2. Give yourself some time - immunity takes time to build. It's not an instant thing. You've got to gradually thicken your skin to the comments - and learn to practice compassion with yourself when "reasons" crop up. It's a lot easier to ignore everybody else than it is to ignore the voices in your own head. Again, hear them, then bless and release them in a show of personal compassion. Remember, Westley took 5 years to build up an immunity to Iocane Powder. You can overcome many fears a lot more quickly.
3. Expose yourself to more of it. You can't build up an immunity from a one time exposure - unless you're getting innoculated, which means high concentration all at once. Most people can't handle that kind of fear blasting all at once. You've got to face it a little at a time over a period of time (see number 2). I can't tell you the number of clients that shy away from hearing the criticisms and fears. It's normal to avoid "pain", but when you re-train your brain to see these as opportunities to build up your immunity to Iocane powder, it gets easier to see them for what they are: your lizard brain trying to keep you "safe".

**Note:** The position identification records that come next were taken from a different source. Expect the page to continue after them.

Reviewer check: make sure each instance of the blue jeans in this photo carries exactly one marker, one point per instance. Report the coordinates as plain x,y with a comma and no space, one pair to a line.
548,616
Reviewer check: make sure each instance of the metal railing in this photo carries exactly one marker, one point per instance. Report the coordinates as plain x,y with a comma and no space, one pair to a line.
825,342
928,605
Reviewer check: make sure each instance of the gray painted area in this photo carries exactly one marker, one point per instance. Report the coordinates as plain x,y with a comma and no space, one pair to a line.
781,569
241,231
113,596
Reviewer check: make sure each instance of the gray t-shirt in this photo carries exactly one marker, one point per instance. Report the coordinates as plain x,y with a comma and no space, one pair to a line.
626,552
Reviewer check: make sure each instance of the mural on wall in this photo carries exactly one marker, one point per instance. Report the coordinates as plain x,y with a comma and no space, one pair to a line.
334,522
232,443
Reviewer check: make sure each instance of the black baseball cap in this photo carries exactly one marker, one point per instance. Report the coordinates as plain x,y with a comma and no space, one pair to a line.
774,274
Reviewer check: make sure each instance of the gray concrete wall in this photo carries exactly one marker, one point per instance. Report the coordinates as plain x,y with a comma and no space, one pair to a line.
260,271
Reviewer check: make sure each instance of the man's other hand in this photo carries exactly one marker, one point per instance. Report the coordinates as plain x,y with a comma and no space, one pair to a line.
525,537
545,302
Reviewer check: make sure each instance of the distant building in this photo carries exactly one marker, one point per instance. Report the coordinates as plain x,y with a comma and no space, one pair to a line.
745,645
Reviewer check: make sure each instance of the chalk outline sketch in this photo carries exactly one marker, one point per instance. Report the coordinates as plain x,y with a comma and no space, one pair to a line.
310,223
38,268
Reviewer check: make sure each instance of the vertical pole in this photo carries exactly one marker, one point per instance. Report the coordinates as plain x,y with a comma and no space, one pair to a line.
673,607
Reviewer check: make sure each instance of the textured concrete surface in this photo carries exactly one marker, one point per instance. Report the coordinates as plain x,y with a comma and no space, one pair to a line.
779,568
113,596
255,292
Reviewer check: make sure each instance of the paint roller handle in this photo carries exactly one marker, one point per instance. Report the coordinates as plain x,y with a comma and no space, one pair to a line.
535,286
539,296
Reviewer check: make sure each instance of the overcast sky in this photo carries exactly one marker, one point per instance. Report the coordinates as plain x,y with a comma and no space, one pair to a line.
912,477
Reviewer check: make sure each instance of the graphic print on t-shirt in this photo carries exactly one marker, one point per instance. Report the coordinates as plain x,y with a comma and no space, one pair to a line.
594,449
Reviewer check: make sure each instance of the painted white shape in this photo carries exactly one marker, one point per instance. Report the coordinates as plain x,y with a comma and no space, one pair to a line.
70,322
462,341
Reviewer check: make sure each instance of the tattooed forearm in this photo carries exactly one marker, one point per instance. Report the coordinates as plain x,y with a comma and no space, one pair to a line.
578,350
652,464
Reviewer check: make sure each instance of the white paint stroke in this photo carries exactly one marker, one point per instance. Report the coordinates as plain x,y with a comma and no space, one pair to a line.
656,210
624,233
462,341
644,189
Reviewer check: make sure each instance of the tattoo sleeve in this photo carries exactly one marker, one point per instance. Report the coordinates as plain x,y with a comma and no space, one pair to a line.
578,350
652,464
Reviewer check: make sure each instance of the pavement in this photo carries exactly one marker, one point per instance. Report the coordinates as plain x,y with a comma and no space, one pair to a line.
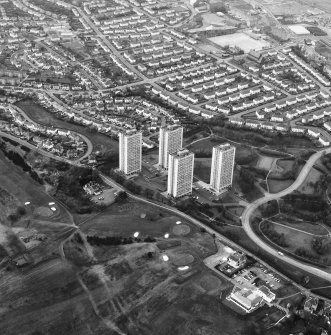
250,209
219,236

4. Create a stock pile of evidence that says you can own your dreams. That file clerk in your head will collect up all the evidence you offer - either for or against your desires. Ultimately, you control the outcomes by what you feed your brain. Are you creating opportunities for yourself to validate that you CAN own your dreams, or are you conjuring up "I toldjaso" moments that only fuel the "reasons" that keep you from finding success on your terms? A massive dose of Iocane will kill you (just ask Vizzini), but if you listen to # 2 and #3 above, and keep creating opportunities to expose your "reasons" a little at a time, you'll create enough confidence and close the gap from where you are and where you want to be.
It's not hard, but it's not easy, either. It takes time, effort, and commitment to being consistent. Only then can you overcome your fears because that's how they lose their grip on you.